Growing up in a disciplined environment, there were lots of rules. Rules about everything: what to eat, what to wear on Fridays, which way to sit up and how to address your elders. Eggs with toast in the morning – white rice with vegetables/fish in the afternoon – a type of Chapati (flat wheat bread) with some protein in the evening. We were required to drink tasteless milk from plastic packets written Milk Vita – with the logo of a blue, expression-free cow on the packet.
Some Bangalee saying dicated that you do not eat fish or bananas in the evenings; some religious incantation dictated that you should not be out of the house around the particular crimson time of sunset (illusory Jinn roaming around the vicinity, waiting to jump on your head).
It’s incredulous to think about all the rules we had. It was very unusual to question the wisdom or vicarious nature of these rules. If you did question, you were considered a rebel; which in some instances meant, your friends would snare at you or neighbors would label you as Noshto (gone to dogs).

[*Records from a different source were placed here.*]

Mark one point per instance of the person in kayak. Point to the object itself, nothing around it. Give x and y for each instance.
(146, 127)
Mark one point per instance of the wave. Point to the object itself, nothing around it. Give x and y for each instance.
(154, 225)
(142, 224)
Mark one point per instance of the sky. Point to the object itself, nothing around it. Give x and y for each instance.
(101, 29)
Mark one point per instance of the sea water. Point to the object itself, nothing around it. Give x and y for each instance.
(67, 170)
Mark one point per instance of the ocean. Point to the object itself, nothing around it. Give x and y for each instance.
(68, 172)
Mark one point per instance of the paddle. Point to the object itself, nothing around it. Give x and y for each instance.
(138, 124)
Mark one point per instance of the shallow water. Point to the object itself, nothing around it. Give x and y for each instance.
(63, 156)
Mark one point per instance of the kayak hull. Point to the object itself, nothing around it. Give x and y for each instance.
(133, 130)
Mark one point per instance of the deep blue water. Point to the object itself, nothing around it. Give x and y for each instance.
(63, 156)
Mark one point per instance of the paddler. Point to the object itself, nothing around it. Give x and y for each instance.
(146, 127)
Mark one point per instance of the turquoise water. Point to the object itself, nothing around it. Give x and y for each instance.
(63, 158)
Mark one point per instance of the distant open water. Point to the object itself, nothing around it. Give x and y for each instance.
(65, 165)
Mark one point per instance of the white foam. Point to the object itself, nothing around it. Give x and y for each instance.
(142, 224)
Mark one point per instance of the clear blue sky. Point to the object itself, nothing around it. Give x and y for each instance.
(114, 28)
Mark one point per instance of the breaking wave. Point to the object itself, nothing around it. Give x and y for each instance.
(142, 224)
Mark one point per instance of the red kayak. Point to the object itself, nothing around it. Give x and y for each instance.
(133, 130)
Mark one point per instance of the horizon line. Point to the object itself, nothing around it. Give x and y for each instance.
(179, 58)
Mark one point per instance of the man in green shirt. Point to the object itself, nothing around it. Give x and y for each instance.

My sister and I, the amicable sort, never challenged the dogma – afraid of the wrath that would befall us – if we deviated from this bizarre, yellow brick road. Some boisterous cousins could never understand the lack of will on our part, to complain or counter these obstinate rules.
Around my high school years, I stopped wearing the skull cap when going to the mosque. The concept around wearing the skull cap, that Shoitan (Satan) could (literally) not sit on your head, when you prayed. For a teenager, that predilection (of Shoitan not accompanying you) was pretty tough. However, as I would enter the mosque, or just before the prayer time, strangers would scurry around trying to find me a cap to ensure that my skull-cap free prayers would be “accepted” by God.
Doctors, diet magazines and all sorts of Oprah type of shows now tell us to have a protein-rich breakfast (with egg-whites) – avoid any sugar/caffeine in the morning, and preferably, have a glass of tomato juice (specially for men). Being the obedient “rule follower”, that’s typically the diet I follow, every week day.
This Sunday morning, I am eyeing the left-over pizza in the fridge. When Shania, my five year old, looks at the pizza and asks me for a slice, I don’t hesitate for a moment. I cut her two generous slices, warm up for 20 seconds in the microwave oven and serve it on her favorite Hello Kitty plate.
Life’s too short for these absurd rules. Enjoy your pizza, my little one. Would you like a choco-bar ice-cream after that? Not sugar free, not low-fat. Just regular vanilla bean, covered with smooth, dark chocolate crust – let it convert in your mouth into sheer, unadulterated, happiness and freedom.